Mpumalanga MEC's surprise move a blow to Atha-Africa

A surprise, flip-flop decision by Mpumalanga MEC for Environmental Affairs Vusi Shongwe has delivered another blow to an Indian mining company trying to establish a huge new coal mine in a critical water catchment area. According to a GroundUp report, Atha-Africa Ventures, a local subsidiary of India-based transnational mining and minerals company Atha Group, is attempting to develop the Yzermyn coal mine, an underground mine with a projected 15-year-lifespan that lies within the Mabola Protected Environment (MPE). The MPE was proclaimed in January 2014 to help protect a strategic water catchment and crucial biodiversity area of the highly threatened Mpumalanga grasslands and wetlands. In November last year, during a legal challenge to the mine, Shongwe suddenly published a Notice of Intention in the Provincial Gazette to exclude three of the properties that make up the proposed coal mine from the protected environment – a move that would have effectively paved the way for mining.

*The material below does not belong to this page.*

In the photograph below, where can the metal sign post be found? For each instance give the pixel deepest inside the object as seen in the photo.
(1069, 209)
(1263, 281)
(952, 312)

In an affidavit, Shongwe explained that he had been approached during March 2018 by members of the local community with a request to exclude the protected properties. But in mid-December – and equally unexpectedly – Shongwe signed a new notice to withdraw his original Notice of Intention, with no reasons being given for his change of heart. That decision was published in the Provincial Gazette on 25 January. The Centre for Environmental Rights had filed a 22-page objection to the proposed excision of the coal mining properties from the MPE, pointing out that Shongwe’s plan was to facilitate the development of the proposed Yzermyn coal mine. Atha-Africa said it had not made any representations on Shongwe’s original Notice of Intention and did not have any comment on the matter.